As to the city-state, generally it's built on one export such as oil, or one service such as banking or money laundering. The city owes its existence to one commodity. If the commodity fails, poof goes the city-state. So I don’t foresee future city-states as serious competition to the nation-state.

Most importantly, the shantytowns and city-states can’t carry their fair share of providing global aid. This is a crucial issue for the 21st Century. As Kaplan points out, and as Hurricane Katrina amply illustrated, no human population is insulated from environmental disasters that put a huge strain on a regional government’s finances.

The future for humanity, for a long time to come, is an aid version of the rolling blackout to preserve electricity. As the impact of global warming deepens, nations will be turning out their pockets and sharing even more the burden of providing ‘rolling aid’ rescues for populations all over the world.

Again, logistics play a huge role in such rescues -- as do the census, tax collection, and map coordinates. You can’t deliver significantly helpful aid to a region unless you have an idea of how many people are affected by a disaster and where to reach them.

The governments in the poorer nations need to be strengthened so that they can participate more, and more efficiently, in providing internal and external aid in times of disaster.

Many might observe that while my heart’s in the right place, Kaplan’s article tells it like it is. But humanity did not get out of the trees by saying, “Sleeping on a branch is the way things are for us.”

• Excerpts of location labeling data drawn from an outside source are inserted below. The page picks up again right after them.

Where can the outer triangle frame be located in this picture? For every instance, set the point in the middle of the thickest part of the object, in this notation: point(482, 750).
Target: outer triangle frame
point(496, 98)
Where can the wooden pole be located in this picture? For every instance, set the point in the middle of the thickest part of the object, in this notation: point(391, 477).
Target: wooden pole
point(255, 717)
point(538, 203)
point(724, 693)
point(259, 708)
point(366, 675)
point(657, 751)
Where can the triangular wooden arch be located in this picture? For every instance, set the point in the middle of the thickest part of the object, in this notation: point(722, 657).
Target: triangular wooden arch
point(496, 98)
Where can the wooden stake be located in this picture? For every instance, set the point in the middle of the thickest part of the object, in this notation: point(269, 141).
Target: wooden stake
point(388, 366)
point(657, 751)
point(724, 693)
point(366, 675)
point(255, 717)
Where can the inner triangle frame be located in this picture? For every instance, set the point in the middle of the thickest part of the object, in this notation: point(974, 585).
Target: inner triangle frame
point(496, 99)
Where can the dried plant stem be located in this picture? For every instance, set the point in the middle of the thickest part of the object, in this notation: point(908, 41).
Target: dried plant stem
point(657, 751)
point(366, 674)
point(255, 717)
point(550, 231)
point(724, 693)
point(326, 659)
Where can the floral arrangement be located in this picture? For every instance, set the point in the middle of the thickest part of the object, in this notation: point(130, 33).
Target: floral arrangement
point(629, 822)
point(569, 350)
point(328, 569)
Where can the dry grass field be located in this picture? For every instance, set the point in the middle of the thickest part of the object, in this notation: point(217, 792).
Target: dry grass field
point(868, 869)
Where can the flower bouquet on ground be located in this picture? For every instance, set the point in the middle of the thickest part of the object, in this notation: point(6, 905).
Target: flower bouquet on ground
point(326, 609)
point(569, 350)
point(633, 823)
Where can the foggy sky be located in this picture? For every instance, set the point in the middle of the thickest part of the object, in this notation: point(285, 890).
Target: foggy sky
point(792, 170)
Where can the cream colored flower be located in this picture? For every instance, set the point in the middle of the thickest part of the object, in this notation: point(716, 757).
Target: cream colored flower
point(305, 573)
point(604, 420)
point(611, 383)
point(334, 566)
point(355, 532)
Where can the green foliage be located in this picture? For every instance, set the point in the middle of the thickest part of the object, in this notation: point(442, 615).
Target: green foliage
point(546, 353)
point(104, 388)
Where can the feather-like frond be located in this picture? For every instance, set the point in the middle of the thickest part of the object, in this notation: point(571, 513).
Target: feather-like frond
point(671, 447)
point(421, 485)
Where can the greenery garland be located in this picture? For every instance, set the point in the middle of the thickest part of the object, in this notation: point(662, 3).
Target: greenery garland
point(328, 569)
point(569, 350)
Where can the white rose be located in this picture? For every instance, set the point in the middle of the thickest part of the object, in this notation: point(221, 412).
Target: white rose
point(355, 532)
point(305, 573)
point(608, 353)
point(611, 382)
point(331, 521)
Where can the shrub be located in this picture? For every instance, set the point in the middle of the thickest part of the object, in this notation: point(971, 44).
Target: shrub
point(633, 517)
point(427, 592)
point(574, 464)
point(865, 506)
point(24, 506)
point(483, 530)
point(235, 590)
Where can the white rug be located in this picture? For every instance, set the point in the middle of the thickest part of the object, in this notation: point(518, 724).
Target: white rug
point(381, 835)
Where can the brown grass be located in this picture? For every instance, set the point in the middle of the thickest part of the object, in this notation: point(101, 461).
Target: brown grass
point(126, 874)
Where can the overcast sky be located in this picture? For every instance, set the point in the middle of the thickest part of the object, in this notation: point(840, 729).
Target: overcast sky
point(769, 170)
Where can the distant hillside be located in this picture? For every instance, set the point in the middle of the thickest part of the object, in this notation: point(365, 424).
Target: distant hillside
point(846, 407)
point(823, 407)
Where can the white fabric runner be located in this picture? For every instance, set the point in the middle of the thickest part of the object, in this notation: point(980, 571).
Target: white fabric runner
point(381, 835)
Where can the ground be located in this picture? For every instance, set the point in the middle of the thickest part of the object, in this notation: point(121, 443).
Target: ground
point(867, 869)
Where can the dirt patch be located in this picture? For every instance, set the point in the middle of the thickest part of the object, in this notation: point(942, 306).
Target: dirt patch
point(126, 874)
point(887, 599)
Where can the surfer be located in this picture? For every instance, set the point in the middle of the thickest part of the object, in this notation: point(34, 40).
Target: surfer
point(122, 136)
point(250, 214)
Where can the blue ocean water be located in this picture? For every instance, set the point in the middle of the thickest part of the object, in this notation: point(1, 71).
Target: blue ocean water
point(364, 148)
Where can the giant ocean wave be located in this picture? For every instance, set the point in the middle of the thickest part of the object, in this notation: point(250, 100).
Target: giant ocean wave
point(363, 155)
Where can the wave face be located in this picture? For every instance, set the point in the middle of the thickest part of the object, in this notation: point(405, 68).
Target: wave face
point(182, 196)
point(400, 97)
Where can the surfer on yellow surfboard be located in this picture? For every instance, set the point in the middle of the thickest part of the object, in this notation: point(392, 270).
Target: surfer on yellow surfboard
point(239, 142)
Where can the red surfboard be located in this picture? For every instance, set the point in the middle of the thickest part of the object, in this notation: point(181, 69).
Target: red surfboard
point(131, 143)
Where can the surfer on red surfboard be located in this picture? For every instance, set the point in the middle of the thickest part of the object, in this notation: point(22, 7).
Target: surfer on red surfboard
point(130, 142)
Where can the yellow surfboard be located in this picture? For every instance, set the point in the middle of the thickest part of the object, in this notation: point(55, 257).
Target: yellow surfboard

We have to struggle; understand? If the nation-state is not working well for a population, then it has to be made to work because it's the best means for serving a large population. If the nation-state is not the best means for preserving clan affiliations or ancient nomadic traditions, that’s too damn bad for tradition because there are now just so many of us to worry about. We have to keep repeating that observation and acting on it, until those who are deaf unplug their ears.